One example he mentioned was the extremely volatile issue of whether to build a $4.2 billion, 1.7 mile tunnel to replace an earthquake-damaged viaduct that currently separates downtown from the Puget Sound waterfront.
After years of the “Seattle Process,” consensus for a tunnel was reached among business and union leaders as well as the state and local government officials.
Then at the last out of the ninth inning, Seattle elected a new mayor — Mike McGinn, who opposed the tunnel project on several fronts.
Clearly, there has been a disconnect between the new mayor and the city’s power structure on how to move forward on infrastructure and transportation investments in the city.
When asked whether the “Seattle Process” works, the panelists danced around the question without really answering it.
Mayor Rice offered a telling comment: “If you are designing the process to get you the answer, you probably have the wrong process.

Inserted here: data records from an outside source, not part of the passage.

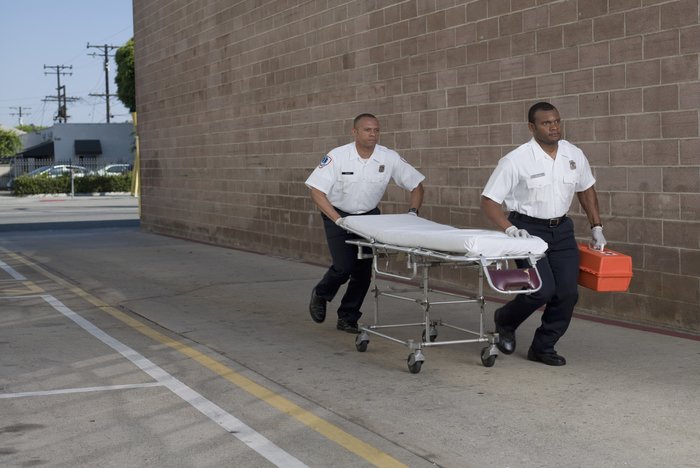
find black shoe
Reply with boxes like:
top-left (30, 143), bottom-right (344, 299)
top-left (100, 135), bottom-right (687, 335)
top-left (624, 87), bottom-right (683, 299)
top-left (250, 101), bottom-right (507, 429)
top-left (336, 319), bottom-right (360, 333)
top-left (527, 348), bottom-right (566, 366)
top-left (493, 310), bottom-right (515, 354)
top-left (309, 288), bottom-right (326, 323)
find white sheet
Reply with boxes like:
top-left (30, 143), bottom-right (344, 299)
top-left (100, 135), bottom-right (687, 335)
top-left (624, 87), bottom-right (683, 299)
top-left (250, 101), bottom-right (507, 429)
top-left (345, 214), bottom-right (547, 257)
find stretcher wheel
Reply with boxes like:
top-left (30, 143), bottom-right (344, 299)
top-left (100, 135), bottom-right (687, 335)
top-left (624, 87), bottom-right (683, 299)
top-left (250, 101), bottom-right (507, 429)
top-left (481, 346), bottom-right (498, 367)
top-left (407, 353), bottom-right (423, 374)
top-left (421, 327), bottom-right (437, 343)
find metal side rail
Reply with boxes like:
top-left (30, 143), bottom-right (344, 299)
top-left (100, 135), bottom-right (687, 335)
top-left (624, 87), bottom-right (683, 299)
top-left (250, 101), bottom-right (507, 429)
top-left (347, 239), bottom-right (542, 374)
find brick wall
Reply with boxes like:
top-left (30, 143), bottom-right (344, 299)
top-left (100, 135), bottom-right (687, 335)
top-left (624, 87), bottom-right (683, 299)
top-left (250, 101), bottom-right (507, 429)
top-left (134, 0), bottom-right (700, 332)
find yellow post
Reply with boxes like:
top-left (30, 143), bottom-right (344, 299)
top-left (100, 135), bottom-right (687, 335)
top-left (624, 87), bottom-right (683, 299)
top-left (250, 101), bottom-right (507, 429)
top-left (131, 112), bottom-right (141, 201)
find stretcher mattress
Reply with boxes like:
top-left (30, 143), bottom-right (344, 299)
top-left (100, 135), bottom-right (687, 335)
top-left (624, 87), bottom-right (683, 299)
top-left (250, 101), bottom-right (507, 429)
top-left (344, 214), bottom-right (547, 257)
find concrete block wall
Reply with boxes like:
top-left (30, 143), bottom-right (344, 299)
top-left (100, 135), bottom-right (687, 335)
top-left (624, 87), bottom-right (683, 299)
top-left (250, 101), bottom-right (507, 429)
top-left (134, 0), bottom-right (700, 332)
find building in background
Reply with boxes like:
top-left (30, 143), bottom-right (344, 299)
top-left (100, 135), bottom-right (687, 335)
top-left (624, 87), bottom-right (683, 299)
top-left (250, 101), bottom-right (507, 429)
top-left (17, 123), bottom-right (134, 166)
top-left (134, 0), bottom-right (700, 332)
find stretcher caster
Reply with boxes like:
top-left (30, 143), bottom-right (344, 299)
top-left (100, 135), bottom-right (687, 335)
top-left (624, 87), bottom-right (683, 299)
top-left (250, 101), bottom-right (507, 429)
top-left (406, 350), bottom-right (424, 374)
top-left (355, 335), bottom-right (369, 353)
top-left (481, 346), bottom-right (498, 367)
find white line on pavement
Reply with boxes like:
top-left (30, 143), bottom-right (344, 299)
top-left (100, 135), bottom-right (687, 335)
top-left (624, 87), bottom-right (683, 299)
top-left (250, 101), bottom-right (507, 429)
top-left (41, 294), bottom-right (307, 467)
top-left (0, 382), bottom-right (163, 398)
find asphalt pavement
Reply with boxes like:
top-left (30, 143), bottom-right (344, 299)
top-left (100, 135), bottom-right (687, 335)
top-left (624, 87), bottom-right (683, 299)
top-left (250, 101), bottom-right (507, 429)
top-left (0, 195), bottom-right (700, 467)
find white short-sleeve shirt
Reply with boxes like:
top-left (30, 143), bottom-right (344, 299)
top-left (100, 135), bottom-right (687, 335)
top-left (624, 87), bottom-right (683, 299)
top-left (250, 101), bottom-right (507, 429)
top-left (306, 142), bottom-right (425, 214)
top-left (482, 138), bottom-right (595, 219)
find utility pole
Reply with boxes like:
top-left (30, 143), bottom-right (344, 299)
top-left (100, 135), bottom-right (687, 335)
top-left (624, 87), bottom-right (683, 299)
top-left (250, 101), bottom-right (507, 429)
top-left (44, 65), bottom-right (78, 123)
top-left (10, 106), bottom-right (31, 125)
top-left (87, 42), bottom-right (119, 123)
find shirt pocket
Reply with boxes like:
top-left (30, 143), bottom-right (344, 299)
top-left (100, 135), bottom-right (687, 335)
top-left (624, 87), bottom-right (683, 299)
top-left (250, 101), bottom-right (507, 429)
top-left (562, 171), bottom-right (578, 184)
top-left (338, 170), bottom-right (361, 193)
top-left (525, 174), bottom-right (552, 202)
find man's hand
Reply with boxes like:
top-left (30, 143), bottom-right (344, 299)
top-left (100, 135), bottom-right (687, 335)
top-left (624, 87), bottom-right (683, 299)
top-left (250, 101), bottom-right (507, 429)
top-left (505, 226), bottom-right (532, 239)
top-left (591, 226), bottom-right (607, 250)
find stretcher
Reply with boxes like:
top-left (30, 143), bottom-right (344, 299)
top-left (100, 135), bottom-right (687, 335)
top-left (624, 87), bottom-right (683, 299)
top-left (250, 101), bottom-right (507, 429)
top-left (342, 214), bottom-right (547, 374)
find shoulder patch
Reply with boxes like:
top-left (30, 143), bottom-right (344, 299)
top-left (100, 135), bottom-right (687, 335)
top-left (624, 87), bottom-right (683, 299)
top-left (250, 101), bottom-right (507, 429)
top-left (318, 155), bottom-right (333, 168)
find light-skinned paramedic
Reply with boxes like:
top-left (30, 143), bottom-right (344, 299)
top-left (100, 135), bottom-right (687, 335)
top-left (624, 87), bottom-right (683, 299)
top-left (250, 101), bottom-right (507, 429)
top-left (306, 114), bottom-right (425, 333)
top-left (481, 102), bottom-right (605, 366)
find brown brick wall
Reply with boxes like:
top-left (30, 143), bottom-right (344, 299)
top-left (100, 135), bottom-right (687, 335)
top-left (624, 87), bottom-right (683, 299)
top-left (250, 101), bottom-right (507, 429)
top-left (134, 0), bottom-right (700, 331)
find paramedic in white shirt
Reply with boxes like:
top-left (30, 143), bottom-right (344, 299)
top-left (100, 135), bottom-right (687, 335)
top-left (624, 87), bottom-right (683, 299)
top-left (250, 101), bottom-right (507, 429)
top-left (306, 114), bottom-right (425, 333)
top-left (481, 102), bottom-right (605, 366)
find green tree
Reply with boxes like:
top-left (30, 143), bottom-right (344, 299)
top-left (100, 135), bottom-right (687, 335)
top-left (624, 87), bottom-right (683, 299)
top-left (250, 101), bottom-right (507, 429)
top-left (114, 38), bottom-right (136, 112)
top-left (0, 129), bottom-right (22, 157)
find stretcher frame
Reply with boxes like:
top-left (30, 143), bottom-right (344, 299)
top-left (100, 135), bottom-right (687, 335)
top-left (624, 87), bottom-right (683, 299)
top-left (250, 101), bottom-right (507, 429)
top-left (346, 239), bottom-right (544, 374)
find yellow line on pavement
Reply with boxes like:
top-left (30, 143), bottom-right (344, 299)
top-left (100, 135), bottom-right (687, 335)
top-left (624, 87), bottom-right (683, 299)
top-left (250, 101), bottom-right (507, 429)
top-left (0, 247), bottom-right (406, 467)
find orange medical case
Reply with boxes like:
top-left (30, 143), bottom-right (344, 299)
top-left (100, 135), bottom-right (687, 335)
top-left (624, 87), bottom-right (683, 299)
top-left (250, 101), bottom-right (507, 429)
top-left (578, 244), bottom-right (632, 291)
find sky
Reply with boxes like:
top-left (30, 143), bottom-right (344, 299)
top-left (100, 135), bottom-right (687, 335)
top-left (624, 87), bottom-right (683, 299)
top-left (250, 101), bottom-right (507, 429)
top-left (0, 0), bottom-right (133, 127)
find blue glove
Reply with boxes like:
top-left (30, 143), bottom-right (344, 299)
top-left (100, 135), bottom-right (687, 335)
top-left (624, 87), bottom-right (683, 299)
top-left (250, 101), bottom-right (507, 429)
top-left (590, 226), bottom-right (607, 250)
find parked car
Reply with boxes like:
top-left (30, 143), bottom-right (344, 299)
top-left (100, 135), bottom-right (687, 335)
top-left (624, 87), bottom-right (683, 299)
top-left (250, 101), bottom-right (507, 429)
top-left (97, 163), bottom-right (134, 175)
top-left (7, 164), bottom-right (91, 188)
top-left (27, 164), bottom-right (90, 178)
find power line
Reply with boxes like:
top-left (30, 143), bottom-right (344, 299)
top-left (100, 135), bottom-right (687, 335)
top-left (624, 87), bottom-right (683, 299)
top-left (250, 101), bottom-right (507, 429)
top-left (87, 42), bottom-right (119, 123)
top-left (10, 106), bottom-right (31, 125)
top-left (43, 65), bottom-right (78, 123)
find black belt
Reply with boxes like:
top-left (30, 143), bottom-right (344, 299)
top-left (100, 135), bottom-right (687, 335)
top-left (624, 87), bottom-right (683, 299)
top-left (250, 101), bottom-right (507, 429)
top-left (510, 211), bottom-right (566, 227)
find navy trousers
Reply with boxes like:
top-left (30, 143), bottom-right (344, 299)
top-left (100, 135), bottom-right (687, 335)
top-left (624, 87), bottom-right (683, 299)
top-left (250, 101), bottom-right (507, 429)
top-left (498, 215), bottom-right (579, 353)
top-left (316, 208), bottom-right (379, 323)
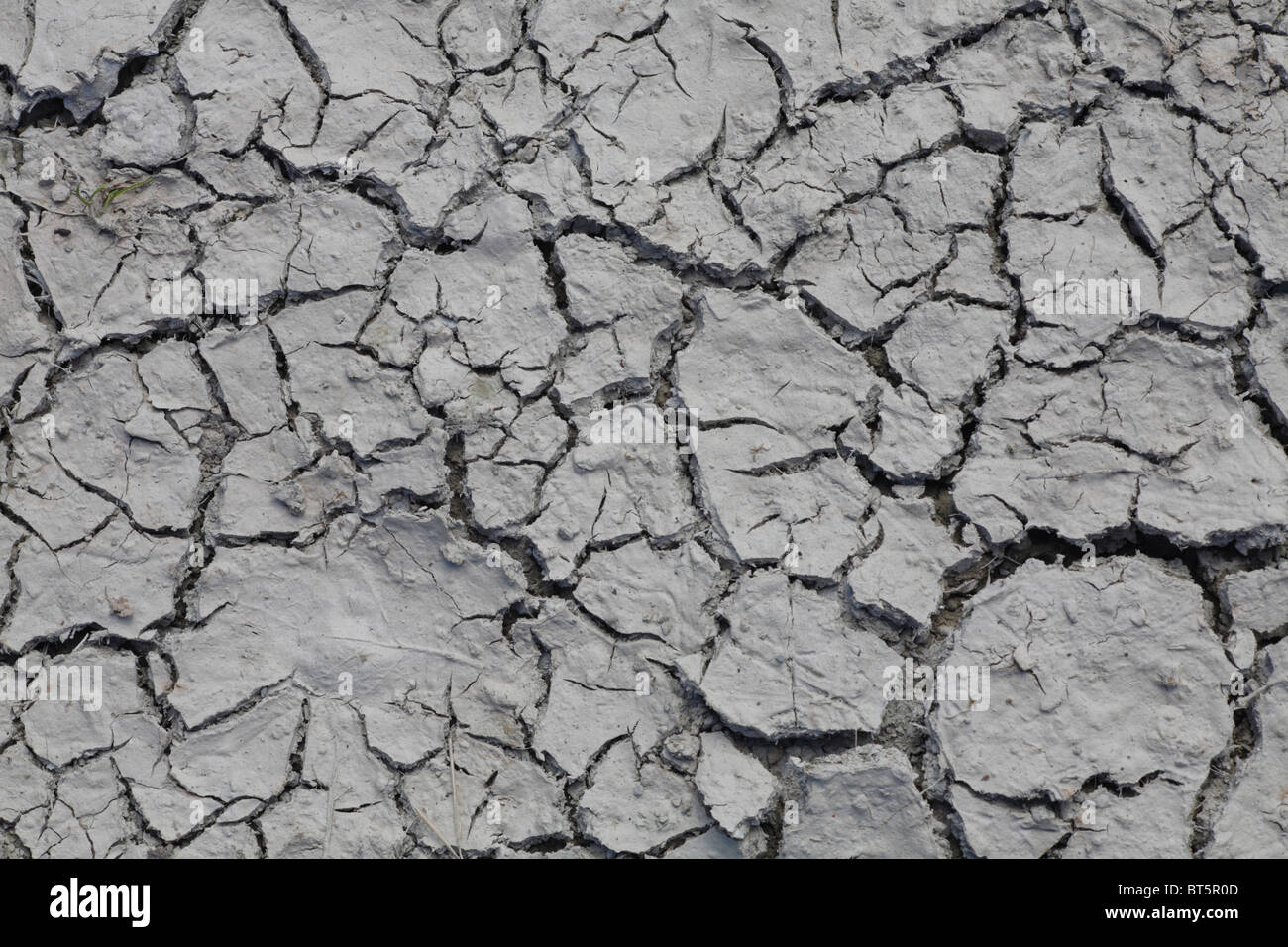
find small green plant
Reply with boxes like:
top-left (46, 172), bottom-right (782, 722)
top-left (76, 177), bottom-right (154, 210)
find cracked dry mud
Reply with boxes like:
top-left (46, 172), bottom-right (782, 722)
top-left (0, 0), bottom-right (1288, 858)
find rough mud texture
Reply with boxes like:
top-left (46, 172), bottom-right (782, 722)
top-left (0, 0), bottom-right (1288, 858)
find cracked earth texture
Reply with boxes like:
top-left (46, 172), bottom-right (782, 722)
top-left (0, 0), bottom-right (1288, 858)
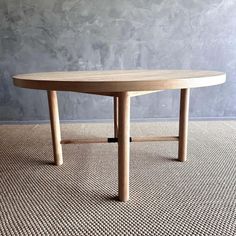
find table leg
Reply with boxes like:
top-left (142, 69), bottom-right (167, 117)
top-left (113, 97), bottom-right (119, 138)
top-left (118, 92), bottom-right (130, 202)
top-left (48, 91), bottom-right (63, 166)
top-left (178, 89), bottom-right (190, 162)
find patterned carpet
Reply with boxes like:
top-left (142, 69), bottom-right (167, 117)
top-left (0, 121), bottom-right (236, 236)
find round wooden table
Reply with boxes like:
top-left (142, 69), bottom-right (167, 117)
top-left (13, 70), bottom-right (226, 201)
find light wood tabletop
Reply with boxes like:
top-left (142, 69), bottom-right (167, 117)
top-left (13, 70), bottom-right (226, 92)
top-left (13, 70), bottom-right (226, 201)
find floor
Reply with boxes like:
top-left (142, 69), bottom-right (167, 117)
top-left (0, 121), bottom-right (236, 236)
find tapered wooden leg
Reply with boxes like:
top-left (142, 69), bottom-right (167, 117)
top-left (48, 91), bottom-right (63, 166)
top-left (118, 92), bottom-right (130, 202)
top-left (178, 89), bottom-right (190, 162)
top-left (114, 97), bottom-right (119, 138)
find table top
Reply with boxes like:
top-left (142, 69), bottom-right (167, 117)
top-left (13, 70), bottom-right (226, 93)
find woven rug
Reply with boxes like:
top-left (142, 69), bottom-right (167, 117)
top-left (0, 121), bottom-right (236, 236)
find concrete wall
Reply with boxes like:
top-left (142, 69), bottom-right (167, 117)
top-left (0, 0), bottom-right (236, 121)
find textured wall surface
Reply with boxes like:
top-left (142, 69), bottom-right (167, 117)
top-left (0, 0), bottom-right (236, 121)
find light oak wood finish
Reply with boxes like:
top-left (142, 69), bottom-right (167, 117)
top-left (61, 136), bottom-right (179, 144)
top-left (178, 89), bottom-right (190, 162)
top-left (85, 90), bottom-right (159, 97)
top-left (118, 92), bottom-right (130, 202)
top-left (13, 70), bottom-right (226, 93)
top-left (48, 91), bottom-right (63, 166)
top-left (113, 97), bottom-right (119, 138)
top-left (13, 70), bottom-right (226, 201)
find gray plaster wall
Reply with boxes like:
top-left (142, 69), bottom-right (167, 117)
top-left (0, 0), bottom-right (236, 121)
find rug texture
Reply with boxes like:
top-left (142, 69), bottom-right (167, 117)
top-left (0, 121), bottom-right (236, 236)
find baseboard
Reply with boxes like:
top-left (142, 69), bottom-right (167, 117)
top-left (0, 116), bottom-right (236, 125)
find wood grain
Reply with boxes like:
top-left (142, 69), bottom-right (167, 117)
top-left (13, 70), bottom-right (226, 93)
top-left (48, 91), bottom-right (63, 166)
top-left (118, 92), bottom-right (130, 202)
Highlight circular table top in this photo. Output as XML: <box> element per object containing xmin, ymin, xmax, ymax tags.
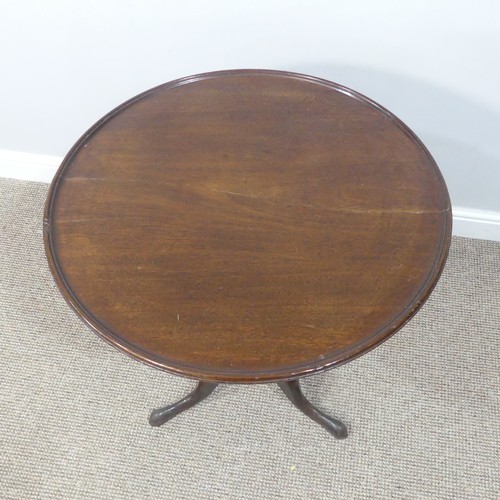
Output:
<box><xmin>44</xmin><ymin>70</ymin><xmax>451</xmax><ymax>383</ymax></box>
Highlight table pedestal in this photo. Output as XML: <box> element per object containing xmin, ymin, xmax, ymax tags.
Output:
<box><xmin>149</xmin><ymin>380</ymin><xmax>347</xmax><ymax>439</ymax></box>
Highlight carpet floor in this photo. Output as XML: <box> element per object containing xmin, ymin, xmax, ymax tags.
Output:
<box><xmin>0</xmin><ymin>179</ymin><xmax>500</xmax><ymax>500</ymax></box>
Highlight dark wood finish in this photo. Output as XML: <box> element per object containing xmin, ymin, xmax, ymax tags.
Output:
<box><xmin>45</xmin><ymin>70</ymin><xmax>451</xmax><ymax>383</ymax></box>
<box><xmin>149</xmin><ymin>382</ymin><xmax>218</xmax><ymax>427</ymax></box>
<box><xmin>278</xmin><ymin>380</ymin><xmax>347</xmax><ymax>439</ymax></box>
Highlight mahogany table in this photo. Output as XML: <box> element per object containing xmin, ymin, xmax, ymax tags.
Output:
<box><xmin>44</xmin><ymin>70</ymin><xmax>451</xmax><ymax>438</ymax></box>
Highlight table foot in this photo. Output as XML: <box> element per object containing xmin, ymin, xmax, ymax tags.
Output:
<box><xmin>278</xmin><ymin>380</ymin><xmax>347</xmax><ymax>439</ymax></box>
<box><xmin>149</xmin><ymin>381</ymin><xmax>218</xmax><ymax>427</ymax></box>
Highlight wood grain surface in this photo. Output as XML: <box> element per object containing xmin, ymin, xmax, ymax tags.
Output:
<box><xmin>44</xmin><ymin>70</ymin><xmax>451</xmax><ymax>383</ymax></box>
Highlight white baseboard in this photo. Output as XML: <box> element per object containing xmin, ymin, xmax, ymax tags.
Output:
<box><xmin>0</xmin><ymin>149</ymin><xmax>500</xmax><ymax>241</ymax></box>
<box><xmin>453</xmin><ymin>207</ymin><xmax>500</xmax><ymax>241</ymax></box>
<box><xmin>0</xmin><ymin>149</ymin><xmax>63</xmax><ymax>182</ymax></box>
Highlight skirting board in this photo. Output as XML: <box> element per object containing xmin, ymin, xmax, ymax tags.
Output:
<box><xmin>0</xmin><ymin>150</ymin><xmax>500</xmax><ymax>241</ymax></box>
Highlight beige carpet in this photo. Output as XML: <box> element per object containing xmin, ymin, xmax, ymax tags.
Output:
<box><xmin>0</xmin><ymin>179</ymin><xmax>500</xmax><ymax>500</ymax></box>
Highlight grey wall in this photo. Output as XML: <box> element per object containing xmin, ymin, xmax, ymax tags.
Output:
<box><xmin>0</xmin><ymin>0</ymin><xmax>500</xmax><ymax>212</ymax></box>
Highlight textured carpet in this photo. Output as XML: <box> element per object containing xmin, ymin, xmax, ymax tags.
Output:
<box><xmin>0</xmin><ymin>179</ymin><xmax>500</xmax><ymax>500</ymax></box>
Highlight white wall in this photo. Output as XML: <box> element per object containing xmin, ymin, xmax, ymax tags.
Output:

You have got to design the process to develop consensus.”
And for Seattle, that means making decisions that are socially equitable, environmentally sustainable and provide economic opportunity, he reiterated.
After half a day in Seattle, I see a striking difference between Seattle and Atlanta.
In Atlanta, the end justifies the means; and in Seattle, the means justifies the end.
Unfortunately there are drawbacks to both approaches.
A metro area should not get so lost in the process that it can’t move forward. But also a community must not sacrifice consensus building among a broad-based group of people just so a decision can be reached.